Government accused of ‘oral health neglect’
Analysis shows dental profession is among those most at risk
The Irish Government has been accused of a “dereliction of duty” stemming from “inaction on the dental sector” and that its “neglect of oral health” will have significant consequences for the public.
Fintan Hourihan, Chief Executive of the Irish Dental Association, said:
“Acting Minister for Health Simon Harris promised adequate personal protective equipment (PPE) to dentists and it is gravely disappointing that we have seen nothing since.
“This is a dereliction of duty from the Government; despite the fact that over 700 dentists have registered their need for such equipment, none has been provided which will have huge consequences for Irish people.”
Hourihan said that the “inexplicable” delay meant that dentists had been left to review the viability of their practices as well as their participation in the Dental Treatment Services Scheme (DTSS). “This is devastating for dental practices and for patients around the country, who will now face lengthy delays or have to rely on an already underfunded public dental service in cases where the DTSS is not available.”
A Health Department spokesperson told Ireland’s Dental: “The DTSS provides dental care free-of-charge to medical card holders aged 16 and over. These services are provided by independent dental practitioners who have a contract with the HSE.
“The department has no role in the setting of fees charged by independent dentists to their private patients. The Dental Council has a code of practice relating to the display of private fees in dental practices.

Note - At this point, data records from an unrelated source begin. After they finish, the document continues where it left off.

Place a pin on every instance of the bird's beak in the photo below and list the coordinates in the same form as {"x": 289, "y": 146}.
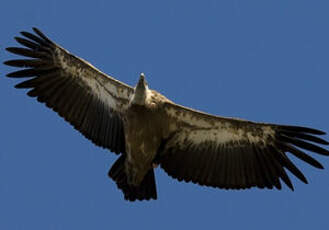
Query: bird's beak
{"x": 142, "y": 81}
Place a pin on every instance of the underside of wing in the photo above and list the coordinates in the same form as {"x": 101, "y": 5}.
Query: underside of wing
{"x": 235, "y": 154}
{"x": 87, "y": 98}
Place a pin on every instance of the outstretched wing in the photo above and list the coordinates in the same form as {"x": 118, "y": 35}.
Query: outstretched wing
{"x": 87, "y": 98}
{"x": 232, "y": 153}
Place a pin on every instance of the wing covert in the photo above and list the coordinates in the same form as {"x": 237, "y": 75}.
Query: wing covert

“Nevertheless, the minister is concerned to hear of instances of medical card holders being refused access to treatment on the basis of PPE costs. The Dental Council advises that dentists should take a case by case assessment when deciding if additional PPE is warranted. The Health Protection Surveillance Centre has advised that regular PPE, which has always been used, is generally sufficient for routine dentistry. The department, in conjunction with the HSE, is examining the provision of PPE across all parts of the health service, including health service contractors.
“A review of the provision of dental care for those eligible for public services will be required in the context of the implementation of the National Oral Health Policy, Smile agus Sláinte, and any issue of fees paid to dentists for treating public patients will be considered in that context.
“In relation to social distancing costs, the Government has put in place a suite of measures to support small, medium and larger businesses that are negatively impacted by COVID-19.”